Consider the following integral for $f \in C_c^{\infty}(\mathbb R^n)$, $x_0$ fixed (possibly zero), and $n \ge 3$
$$F(\lambda) = \int_{\mathbb R^n} e^{i\lambda \vert x-x_0 \vert^2} \frac{f(x)}{\vert x \vert^{n-2}} \ dx.$$ Does there exist a stationary phase type-formula describing the asymptotic of that integral?
This integral is finite as can be seen by switching to polar coordinates, observe that $\vert x \vert^{n-2}$ is also the Green's function of the Laplacian.
Only the case $x_0=0$. Write $x=r\omega$ in spherical coordinates so that $$ F(\lambda)=\int_0^\infty e^{i\lambda r^2}r\, dr \int_S f(r\omega)\, d\omega $$ with $S$ being the unit sphere.

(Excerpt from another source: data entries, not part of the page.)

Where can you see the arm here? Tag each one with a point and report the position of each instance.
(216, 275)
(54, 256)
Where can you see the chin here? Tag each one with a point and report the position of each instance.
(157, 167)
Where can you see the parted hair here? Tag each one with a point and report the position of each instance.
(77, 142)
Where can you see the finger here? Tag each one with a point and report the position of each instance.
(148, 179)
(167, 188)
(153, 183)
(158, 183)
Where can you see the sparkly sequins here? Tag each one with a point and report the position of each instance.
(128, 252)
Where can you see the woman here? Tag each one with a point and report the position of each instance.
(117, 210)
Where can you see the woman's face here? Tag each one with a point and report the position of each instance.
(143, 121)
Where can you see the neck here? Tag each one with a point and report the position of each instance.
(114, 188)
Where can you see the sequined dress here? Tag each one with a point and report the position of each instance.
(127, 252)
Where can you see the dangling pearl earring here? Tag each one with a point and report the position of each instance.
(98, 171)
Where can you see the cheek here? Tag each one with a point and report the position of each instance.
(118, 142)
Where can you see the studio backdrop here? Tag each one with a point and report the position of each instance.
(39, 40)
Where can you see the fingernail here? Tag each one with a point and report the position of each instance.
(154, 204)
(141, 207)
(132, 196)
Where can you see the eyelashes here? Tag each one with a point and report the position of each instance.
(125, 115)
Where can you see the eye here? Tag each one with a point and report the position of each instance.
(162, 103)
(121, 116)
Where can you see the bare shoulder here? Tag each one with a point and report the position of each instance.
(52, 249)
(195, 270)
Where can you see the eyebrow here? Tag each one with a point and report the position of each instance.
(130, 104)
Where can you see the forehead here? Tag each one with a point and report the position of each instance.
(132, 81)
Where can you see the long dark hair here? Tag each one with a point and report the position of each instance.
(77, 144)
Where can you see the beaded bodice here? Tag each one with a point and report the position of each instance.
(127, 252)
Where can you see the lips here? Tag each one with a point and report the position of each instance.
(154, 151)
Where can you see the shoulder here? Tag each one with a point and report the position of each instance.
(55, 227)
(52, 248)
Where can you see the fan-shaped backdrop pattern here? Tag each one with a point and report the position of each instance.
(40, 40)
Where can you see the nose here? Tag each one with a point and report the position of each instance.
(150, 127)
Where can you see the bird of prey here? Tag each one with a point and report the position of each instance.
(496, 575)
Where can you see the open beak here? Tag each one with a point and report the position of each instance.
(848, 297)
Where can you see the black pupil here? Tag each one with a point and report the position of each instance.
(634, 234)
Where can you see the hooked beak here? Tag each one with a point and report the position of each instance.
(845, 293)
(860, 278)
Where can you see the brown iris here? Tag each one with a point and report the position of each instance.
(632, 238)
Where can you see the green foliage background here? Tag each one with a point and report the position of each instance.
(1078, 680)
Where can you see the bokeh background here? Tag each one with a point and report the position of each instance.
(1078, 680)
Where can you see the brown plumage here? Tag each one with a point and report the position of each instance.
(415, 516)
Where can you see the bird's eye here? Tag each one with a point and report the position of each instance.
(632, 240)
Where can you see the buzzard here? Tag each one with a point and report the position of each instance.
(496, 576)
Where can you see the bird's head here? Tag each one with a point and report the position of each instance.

Since $f \in C^\infty$, the function $u(r)=\int_S f(r\omega)\, d\omega$ belongs to $C^\infty ([0, \infty))$ and has vanishing odd derivatives at 0. Then $v(r)=u(\sqrt r)$ is smooth on $[0, \infty)$ and $$ F(\lambda)=\int_0^\infty e^{i \lambda r^2}ru(r)\, dr=\frac 12 \int_0^\infty e^{i\lambda s}v(s)\, ds. $$ Now the asymptotic behaviour depends on the value of $v$ and its derivatives at 0.